In 1983, Bodalec appeared as a backing vocalist on the album Korak do sna (One Step Away from the Dream) by popular band Prljavo Kazalište. Two years later, he replaced the band's original frontman Davorin Bogović, debuting as the group's vocalist on the album Zlatne godine (Golden Years). Bodalec has remained the band's vocalist since, recording ten studio albums and seven live albums with the group, to large popularity in Croatia and other former Yugoslav republics.

===Guest appearances===
Bodalec made a guest appearance on the 1995 album Baklje Ivanjske (Torches of Saint John's Eve) by Croatian and Yugoslav singer Doris Dragović, singing with her in the title track.
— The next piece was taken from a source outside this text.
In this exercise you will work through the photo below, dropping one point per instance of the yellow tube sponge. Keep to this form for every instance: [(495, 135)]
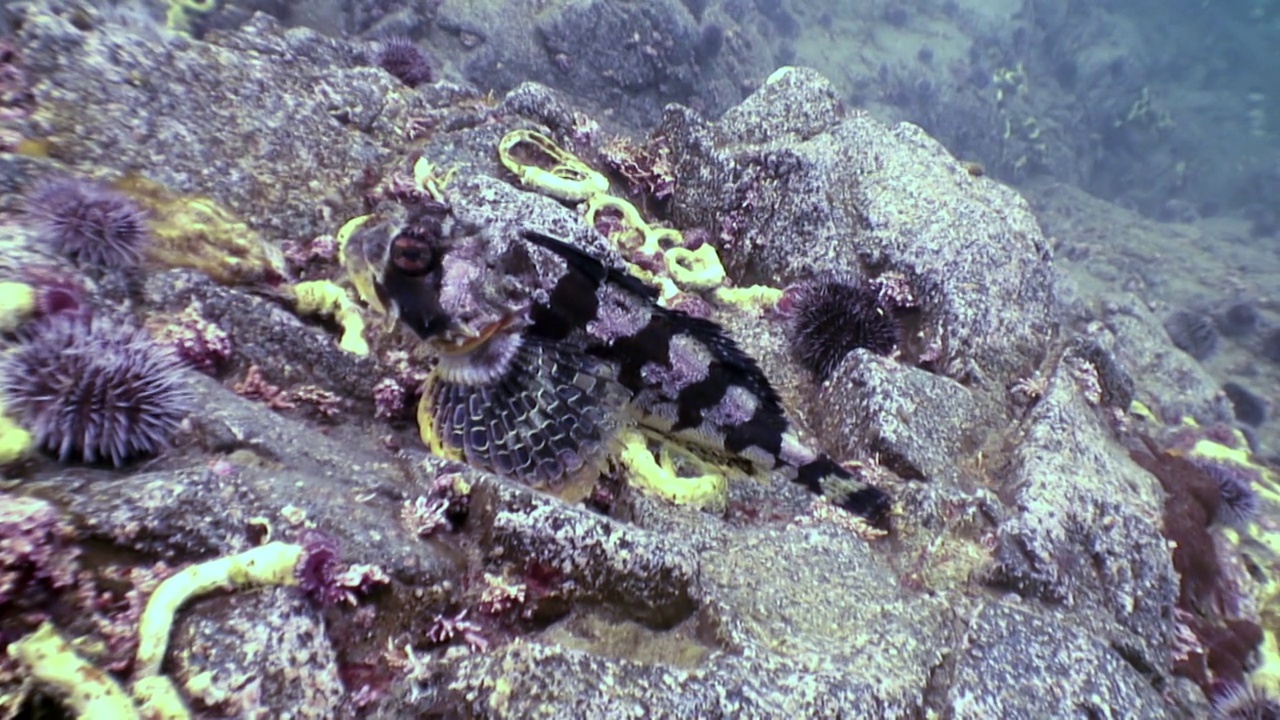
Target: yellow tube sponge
[(17, 302), (16, 441), (197, 232), (542, 164), (87, 691), (658, 475), (695, 269), (753, 299), (272, 564), (325, 297)]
He made a guest appearance on the 2013 album 100 metara do sreće (100 Meters to Happiness) by Croatian band Radio Luksemburg, in the song "Ispod kože" ("Under the Skin").

==Legacy==
In 2000, four Prljavo Kazalište songs appeared on the Rock Express Top 100 Yugoslav Rock Songs of All Times list, two of them featuring Bodalec on vocals: "Ma kog me boga za tebe pitaju" ("Why in the Heaven's Name Are They Asking Me about You") polled No.77 and "Marina" polled No.93.

==Discography==
===With Prljavo Kazalište===
====Studio albums====
- Zlatne godine (1985)
- Zaustavite Zemlju (1988)
- Devedeseta (1990)
- Lupi petama... (1993)
- S vremena na vrijeme (1996)
- Dani ponosa i slave (1998)
- Radio Dubrava (2003)
- Moj dom je Hrvatska (2005)
- Tajno ime (2008)
- Možda dogodine (2012)

====Live albums====
- Sve je lako kad si mlad – Live (1989)
- Zabranjeni koncert (1994)
- Božićni koncert (1995)
- 20 godina (1997)
- XXX godina (2009)
- XL World Tour Finale Stadion Zagreb (2019)
- 30 godina od koncerta na Trgu - Arena Zagreb (2020)

====Video albums====
- Lupi petama (1993)
- Božićni koncert (1995)
- Prljavo Kazalište (1996)
- Prljavo Kazalište na Trgu (2003)
- XXX godina (2009)
- XL World Tour Finale Stadion Zagreb (2019)
- 30 godina od koncerta na Trgu - Arena Zagreb (2020)

====Singles====
- "...Mojoj majci" / "Topoteka House Mix" / "Marina" (1989)
- "Dođi sada Gospode" (1996)
- "Tamni slapovi" (2014)
- "Stare navike" (2023)
- "Makni se" (2023)
- "Molim Boga da svane" (2024)
- "Djeca su OK" (2024)

=====Charted singles=====

| Title | Year | Peak chart positions | Album |
CRO
| "Stare navike" | 2023 | 2 | Non-album single |
"—" denotes releases that did not chart or were not released in that territory.